Port engineer departs over design
It’s unclear whether Richard Burg was fired or had resigned, but he is no longer employed by the municipality.
"The port was my life," said Burg, who had almost a dozen years with the city-owned port. "It’s devastating not to be working there anymore."
Burg said he could not support a new port expansion plan being pushed by port director and Alaska’s former Gov. Bill Sheffield.
"I found myself on the wrong side of the sheet pile," Burg said in reference to the newest port design, which would use scalloped-shaped steel plates to create the facility. "I could not support the vision of the administration. Their vision is not my vision, so I decided to step aside and get out the way and let it go in the direction it’s going to go."
Sheffield refused to talk about Burg leaving the port, citing personnel issues.
"Rich is a nice guy and a bright engineer," Sheffield said.
For the past few years, Burg had been working with engineers at Tryck Nyman Hayes Inc. drawing up plans for a new deep-draft dock expansion at the Port of Anchorage.
The city already had spent $1.5 million for that plan.
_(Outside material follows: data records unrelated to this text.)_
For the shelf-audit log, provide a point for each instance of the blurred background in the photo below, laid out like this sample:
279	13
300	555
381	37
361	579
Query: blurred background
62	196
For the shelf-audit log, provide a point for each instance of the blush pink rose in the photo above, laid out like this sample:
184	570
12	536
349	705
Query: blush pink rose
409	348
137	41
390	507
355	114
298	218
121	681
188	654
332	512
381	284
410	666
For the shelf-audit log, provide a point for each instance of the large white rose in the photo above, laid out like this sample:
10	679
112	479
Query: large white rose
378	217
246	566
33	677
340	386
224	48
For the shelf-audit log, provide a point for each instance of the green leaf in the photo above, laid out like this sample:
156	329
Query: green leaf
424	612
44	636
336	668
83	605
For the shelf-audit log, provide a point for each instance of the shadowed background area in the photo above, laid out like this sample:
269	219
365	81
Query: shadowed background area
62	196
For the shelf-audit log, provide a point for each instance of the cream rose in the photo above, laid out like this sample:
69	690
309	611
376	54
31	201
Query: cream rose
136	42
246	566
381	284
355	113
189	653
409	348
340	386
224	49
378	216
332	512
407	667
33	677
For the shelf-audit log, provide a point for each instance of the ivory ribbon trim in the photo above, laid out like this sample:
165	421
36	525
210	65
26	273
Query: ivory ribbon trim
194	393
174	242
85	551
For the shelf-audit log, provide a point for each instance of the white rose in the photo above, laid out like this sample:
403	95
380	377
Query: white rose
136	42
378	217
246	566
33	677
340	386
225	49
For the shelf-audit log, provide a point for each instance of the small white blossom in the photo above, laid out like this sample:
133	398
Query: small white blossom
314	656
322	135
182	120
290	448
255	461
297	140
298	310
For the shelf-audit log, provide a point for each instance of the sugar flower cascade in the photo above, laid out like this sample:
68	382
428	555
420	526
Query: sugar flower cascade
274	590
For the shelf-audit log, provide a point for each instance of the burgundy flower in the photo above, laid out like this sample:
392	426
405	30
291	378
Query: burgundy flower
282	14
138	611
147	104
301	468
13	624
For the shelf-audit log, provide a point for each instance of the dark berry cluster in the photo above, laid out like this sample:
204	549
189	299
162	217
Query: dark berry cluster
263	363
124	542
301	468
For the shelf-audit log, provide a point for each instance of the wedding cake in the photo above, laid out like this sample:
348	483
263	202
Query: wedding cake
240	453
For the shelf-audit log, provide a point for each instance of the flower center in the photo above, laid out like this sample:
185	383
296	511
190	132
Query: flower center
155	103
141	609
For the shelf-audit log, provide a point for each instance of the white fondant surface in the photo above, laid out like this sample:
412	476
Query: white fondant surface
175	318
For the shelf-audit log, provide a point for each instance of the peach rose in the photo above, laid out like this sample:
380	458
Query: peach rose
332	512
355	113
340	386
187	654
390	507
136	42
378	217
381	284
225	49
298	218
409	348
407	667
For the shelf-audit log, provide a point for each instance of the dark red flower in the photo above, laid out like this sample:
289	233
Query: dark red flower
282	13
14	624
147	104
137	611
But in March, Peratrovich, Nottingham & Drage Inc. submitted an alternate plan at the request of Sheffield. It envisions expanding the port north and 400 feet seaward of the existing dock, incorporating some 9 million tons of fill to create a nearly mile-long dock. Some 85 acres would be created and added to the port’s existing 100-acre footprint.
The new design, according to its engineers, is bigger, better and cheaper.
At $146 million, the new facility is about $80 million less than what it would cost for the other port expansion plan, said Sheffield.
"It’s a very attractive alternative for us," Sheffield said. "It’s bigger and it’s millions cheaper, and money is getting harder to come by now."
Sheffield has said Alaska Republicans Sen. Ted Stevens and Rep. Don Young have been supportive toward funding the newest port expansion project designed by Peratrovich, Nottingham & Drage.
In time, Sheffield said, an engineer will be hired to replace Burg. Meantime, the port will contract out work to R&M Consultants Inc., which already has been hired to perform a review of the newest port expansion plan.
Anchorage Mayor George Wuerch appointed Sheffield to the post in the spring of 2001. He officially took over as port director last June.
Sheffield has since been aggressive in pushing for an expansion to the port, which serves more than 80 percent of Alaska with an annual economic impact of $725 million from various commodities moved across its docks.